Kalari Payat has many variations and sub-types, each specializing in different facets of both armed and unarmed combat. One of the most notable is Marma Arti (hitting the vital spots), which, in the hands of a master, can instantly paralyze or kill with a single, well-placed strike to any one of the 108 nerve points that are considered to be lethally vulnerable. And, as if they’re so deadly that it makes them feel guilty, the masters of this powerful art also study the Siddha medical system, which stems from the same ancient teachings.

2. Silat

Developed by the ruthless headhunting tribes of Malaysia, Singapore, and the Philippines, Silat is a collective word for hundreds of different styles of combat, including grappling, striking, joint manipulation, throws, and the use of bladed weaponry.

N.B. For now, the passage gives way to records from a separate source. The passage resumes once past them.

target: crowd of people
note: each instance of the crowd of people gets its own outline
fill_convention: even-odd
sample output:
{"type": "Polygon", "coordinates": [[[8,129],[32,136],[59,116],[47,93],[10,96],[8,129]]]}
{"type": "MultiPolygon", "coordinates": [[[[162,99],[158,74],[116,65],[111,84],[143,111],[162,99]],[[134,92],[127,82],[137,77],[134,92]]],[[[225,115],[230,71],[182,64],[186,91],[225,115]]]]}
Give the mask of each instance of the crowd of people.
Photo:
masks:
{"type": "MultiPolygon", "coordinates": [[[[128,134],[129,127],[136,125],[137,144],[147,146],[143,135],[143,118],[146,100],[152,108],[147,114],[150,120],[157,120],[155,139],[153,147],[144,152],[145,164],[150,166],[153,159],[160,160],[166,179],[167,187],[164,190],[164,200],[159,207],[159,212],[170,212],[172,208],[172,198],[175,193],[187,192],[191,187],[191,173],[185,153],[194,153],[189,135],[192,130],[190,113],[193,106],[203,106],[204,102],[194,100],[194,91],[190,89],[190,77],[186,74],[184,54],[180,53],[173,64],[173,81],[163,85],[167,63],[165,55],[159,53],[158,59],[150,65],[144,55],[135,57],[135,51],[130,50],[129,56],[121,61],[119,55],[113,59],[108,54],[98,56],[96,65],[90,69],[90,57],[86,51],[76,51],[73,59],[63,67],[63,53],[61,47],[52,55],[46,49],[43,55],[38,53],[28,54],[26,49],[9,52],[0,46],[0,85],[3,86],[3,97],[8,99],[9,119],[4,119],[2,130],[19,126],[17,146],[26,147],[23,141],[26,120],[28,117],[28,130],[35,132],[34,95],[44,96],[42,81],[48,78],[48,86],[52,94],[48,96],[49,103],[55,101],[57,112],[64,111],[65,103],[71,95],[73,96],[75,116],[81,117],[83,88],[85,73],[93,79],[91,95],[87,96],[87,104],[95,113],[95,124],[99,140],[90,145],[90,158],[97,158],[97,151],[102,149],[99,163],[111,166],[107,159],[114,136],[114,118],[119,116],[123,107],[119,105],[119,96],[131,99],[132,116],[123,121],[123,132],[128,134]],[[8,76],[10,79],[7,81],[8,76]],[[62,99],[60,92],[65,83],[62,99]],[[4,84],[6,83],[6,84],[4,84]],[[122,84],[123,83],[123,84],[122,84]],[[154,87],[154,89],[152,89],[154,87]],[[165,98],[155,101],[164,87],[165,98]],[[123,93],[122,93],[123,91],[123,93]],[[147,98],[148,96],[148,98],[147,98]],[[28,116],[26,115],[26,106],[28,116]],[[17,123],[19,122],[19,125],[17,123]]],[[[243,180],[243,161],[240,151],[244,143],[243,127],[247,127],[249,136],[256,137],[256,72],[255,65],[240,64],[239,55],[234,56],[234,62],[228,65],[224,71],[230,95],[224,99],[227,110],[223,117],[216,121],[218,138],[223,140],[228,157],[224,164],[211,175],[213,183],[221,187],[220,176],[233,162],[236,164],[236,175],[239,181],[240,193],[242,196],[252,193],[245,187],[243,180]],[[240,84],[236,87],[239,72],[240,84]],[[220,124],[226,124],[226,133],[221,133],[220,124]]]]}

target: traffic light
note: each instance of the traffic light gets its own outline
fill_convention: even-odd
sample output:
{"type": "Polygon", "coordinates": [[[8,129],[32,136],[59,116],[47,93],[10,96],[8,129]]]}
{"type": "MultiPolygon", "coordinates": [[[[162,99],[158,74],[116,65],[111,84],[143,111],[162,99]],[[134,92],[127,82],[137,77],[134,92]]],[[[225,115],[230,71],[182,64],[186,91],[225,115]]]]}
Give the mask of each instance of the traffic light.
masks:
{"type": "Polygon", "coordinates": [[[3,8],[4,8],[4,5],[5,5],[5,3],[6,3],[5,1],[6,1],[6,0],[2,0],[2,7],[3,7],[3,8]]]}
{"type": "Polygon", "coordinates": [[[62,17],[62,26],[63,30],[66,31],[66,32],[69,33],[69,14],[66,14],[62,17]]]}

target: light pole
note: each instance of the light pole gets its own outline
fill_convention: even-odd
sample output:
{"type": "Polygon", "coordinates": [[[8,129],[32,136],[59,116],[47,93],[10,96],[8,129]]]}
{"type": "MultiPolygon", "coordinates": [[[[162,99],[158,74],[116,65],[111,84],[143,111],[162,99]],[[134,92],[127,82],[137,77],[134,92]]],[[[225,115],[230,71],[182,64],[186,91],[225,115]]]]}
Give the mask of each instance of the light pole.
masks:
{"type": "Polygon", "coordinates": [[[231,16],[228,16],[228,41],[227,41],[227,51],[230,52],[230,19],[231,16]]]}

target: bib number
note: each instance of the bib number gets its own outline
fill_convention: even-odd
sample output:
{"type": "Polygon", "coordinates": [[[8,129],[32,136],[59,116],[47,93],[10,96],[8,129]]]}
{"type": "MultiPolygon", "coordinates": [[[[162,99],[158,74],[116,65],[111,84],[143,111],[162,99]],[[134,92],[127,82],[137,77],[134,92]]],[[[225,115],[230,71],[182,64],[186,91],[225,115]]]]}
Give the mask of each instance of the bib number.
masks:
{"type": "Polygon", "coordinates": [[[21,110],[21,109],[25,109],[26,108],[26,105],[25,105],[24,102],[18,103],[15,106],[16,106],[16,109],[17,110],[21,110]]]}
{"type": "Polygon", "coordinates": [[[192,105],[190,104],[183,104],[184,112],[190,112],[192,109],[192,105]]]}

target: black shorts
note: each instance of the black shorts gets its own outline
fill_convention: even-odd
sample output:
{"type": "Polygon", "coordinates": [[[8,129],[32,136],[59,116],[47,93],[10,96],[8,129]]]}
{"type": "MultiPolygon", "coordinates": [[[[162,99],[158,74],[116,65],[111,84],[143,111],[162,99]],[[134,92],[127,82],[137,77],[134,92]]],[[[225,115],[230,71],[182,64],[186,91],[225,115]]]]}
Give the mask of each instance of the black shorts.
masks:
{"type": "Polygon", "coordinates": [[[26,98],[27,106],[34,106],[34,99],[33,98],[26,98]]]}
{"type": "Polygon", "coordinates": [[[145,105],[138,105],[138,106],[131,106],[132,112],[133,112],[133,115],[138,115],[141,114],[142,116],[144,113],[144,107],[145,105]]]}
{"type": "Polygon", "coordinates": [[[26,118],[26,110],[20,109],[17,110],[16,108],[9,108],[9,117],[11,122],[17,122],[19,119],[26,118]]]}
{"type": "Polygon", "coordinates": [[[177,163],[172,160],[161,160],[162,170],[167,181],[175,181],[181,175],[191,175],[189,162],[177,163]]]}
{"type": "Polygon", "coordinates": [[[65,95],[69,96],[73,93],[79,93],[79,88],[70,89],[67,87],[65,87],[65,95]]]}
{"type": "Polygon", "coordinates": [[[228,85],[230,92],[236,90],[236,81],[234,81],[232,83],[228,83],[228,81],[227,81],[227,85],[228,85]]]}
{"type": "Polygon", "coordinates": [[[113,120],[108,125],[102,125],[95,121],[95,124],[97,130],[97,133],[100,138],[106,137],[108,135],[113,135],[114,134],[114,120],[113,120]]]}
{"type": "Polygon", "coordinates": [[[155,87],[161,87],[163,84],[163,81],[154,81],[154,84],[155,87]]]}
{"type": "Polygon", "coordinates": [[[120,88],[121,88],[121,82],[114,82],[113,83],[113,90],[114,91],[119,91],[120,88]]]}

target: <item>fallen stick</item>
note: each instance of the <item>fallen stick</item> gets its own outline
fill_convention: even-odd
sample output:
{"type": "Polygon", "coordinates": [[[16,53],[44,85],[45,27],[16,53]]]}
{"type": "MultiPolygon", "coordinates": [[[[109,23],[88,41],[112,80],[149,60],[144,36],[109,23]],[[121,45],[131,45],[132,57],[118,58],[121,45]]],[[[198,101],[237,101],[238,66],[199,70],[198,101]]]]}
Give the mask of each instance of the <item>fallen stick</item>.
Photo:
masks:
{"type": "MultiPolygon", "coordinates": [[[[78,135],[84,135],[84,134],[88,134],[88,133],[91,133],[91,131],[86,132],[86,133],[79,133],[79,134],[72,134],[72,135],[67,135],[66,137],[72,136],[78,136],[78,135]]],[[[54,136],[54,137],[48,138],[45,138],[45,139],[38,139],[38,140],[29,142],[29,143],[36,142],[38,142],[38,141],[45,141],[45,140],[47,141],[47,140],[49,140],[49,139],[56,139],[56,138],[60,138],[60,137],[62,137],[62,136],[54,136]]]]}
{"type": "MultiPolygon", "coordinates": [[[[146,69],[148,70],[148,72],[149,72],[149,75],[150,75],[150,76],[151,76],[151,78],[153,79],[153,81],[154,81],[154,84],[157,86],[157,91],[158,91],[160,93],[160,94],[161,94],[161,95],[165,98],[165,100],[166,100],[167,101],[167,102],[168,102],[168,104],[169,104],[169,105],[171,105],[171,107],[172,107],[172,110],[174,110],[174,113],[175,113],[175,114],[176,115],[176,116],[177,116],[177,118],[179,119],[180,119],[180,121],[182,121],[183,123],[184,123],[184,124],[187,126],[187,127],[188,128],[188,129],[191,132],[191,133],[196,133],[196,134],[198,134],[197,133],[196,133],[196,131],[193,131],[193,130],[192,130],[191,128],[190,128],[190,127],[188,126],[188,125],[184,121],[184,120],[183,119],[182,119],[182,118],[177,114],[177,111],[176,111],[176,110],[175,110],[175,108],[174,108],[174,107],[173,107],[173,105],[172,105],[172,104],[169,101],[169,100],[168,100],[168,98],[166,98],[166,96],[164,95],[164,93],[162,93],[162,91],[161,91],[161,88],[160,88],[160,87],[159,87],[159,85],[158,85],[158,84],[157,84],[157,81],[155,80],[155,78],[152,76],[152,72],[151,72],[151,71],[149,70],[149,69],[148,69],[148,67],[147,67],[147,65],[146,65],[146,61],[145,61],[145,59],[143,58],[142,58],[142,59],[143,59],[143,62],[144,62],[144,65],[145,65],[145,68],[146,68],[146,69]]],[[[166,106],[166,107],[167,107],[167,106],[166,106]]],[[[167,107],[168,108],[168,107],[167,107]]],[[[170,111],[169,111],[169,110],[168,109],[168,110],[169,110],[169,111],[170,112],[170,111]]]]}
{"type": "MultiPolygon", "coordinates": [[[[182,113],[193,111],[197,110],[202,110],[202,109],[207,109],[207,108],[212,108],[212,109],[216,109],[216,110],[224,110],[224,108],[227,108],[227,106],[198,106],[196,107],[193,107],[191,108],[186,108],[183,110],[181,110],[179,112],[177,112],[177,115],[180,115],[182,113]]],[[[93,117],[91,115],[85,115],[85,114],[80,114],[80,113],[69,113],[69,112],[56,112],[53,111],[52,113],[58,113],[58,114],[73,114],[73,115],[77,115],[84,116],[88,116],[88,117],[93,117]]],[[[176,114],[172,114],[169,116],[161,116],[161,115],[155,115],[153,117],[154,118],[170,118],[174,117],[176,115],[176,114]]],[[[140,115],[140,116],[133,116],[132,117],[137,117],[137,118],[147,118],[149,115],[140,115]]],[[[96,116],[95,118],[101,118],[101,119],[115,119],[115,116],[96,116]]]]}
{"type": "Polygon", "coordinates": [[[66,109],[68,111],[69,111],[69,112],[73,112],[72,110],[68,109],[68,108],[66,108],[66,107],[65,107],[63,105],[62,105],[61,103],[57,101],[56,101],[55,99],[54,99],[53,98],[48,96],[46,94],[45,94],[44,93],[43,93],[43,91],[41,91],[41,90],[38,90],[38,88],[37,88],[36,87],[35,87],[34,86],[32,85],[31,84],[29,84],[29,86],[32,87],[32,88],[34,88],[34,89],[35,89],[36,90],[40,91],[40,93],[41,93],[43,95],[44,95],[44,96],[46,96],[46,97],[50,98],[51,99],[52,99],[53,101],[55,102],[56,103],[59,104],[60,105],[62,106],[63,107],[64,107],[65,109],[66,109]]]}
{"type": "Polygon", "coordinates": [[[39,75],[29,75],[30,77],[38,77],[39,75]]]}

The earliest evidence of Silat being taught in its present form is found in Sumatra. There, according to legend, a woman created the combat system based on observing wild animals, much like many other Asian martial arts. Today, Silat is employed by several military groups throughout the Malay Archipelago and surrounding lands, and by the notorious pirate clans of the South China Sea.

1. Okichitaw

One of the few remaining examples of Native American martial arts, Okichitaw is based on the fighting techniques of the Plains Cree First Nations. Founded by George J. Lepine, a student of judo, tae kwan do, and hapkido who also mastered the gunstock war club and tomahawk-throwing techniques, Okichitaw is a hybrid art that combines the ravenous fury of the Native American fighting spirit with the tried-and-true methods of popular Asian styles.

The techniques taught in Okichitaw often assume the possession of a weapon. Much like aikido, even if the practitioner is empty-handed, his/her strikes are performed as if a weapon is being used. For instance, the hands are used like tomahawks, while kicks jab at a distance like spears. Knife techniques are also very prevalent within the codified systems of Okichitaw.